The Argument for Hawking:
On an individual level, intelligence (both in terms of intellect and information) has been the thing that allowed us to adapt and adjust to the changes of the last year.
I think it’s important to address the information ‘intelligence’ here, as it’s been clear that those who rejected the expert opinions or who were strongly influenced by the significant quantity of misinformation, did not adapt well at all. It’s not just the flouting of rules, but the active protests against necessary measures that is striking.

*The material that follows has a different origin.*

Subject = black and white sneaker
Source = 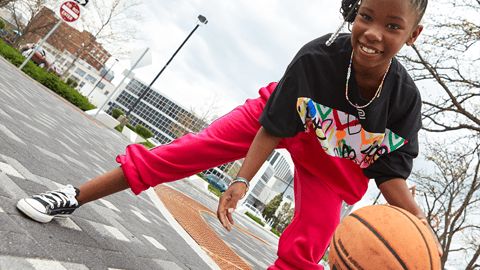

On the intellectual side, I don’t regard intelligence as being a measure of how ‘brainy’ an individual is, rather it’s the ability to recognise a problem, find and consider quality information about it, and arrive at a considered decision. Those who accepted the reality of the threat, and understood the necessity of the restrictions, adapted better to lockdown.
All Things Aren’t Equal:
I’ve really oversimplified here, as all of us experienced difficulties and doubts at some stage over the last year. However, I do believe that in order to affect real change it is essential to convince people that the change is both necessary and beneficial.
Where Learning Comes In:
In obtaining buy-in for change, good communication is the key. Arguments should be presented logically and concisely, while still making an emotional appeal. The truth is that we tend to be fond of our routines and dislike changes that disrupt it. We have to be convinced to change, and need to understand why change is necessary and how we will benefit.
For organisations, change management is both an art and a science. At its heart is the acknowledgement that only through acceptance can change succeed.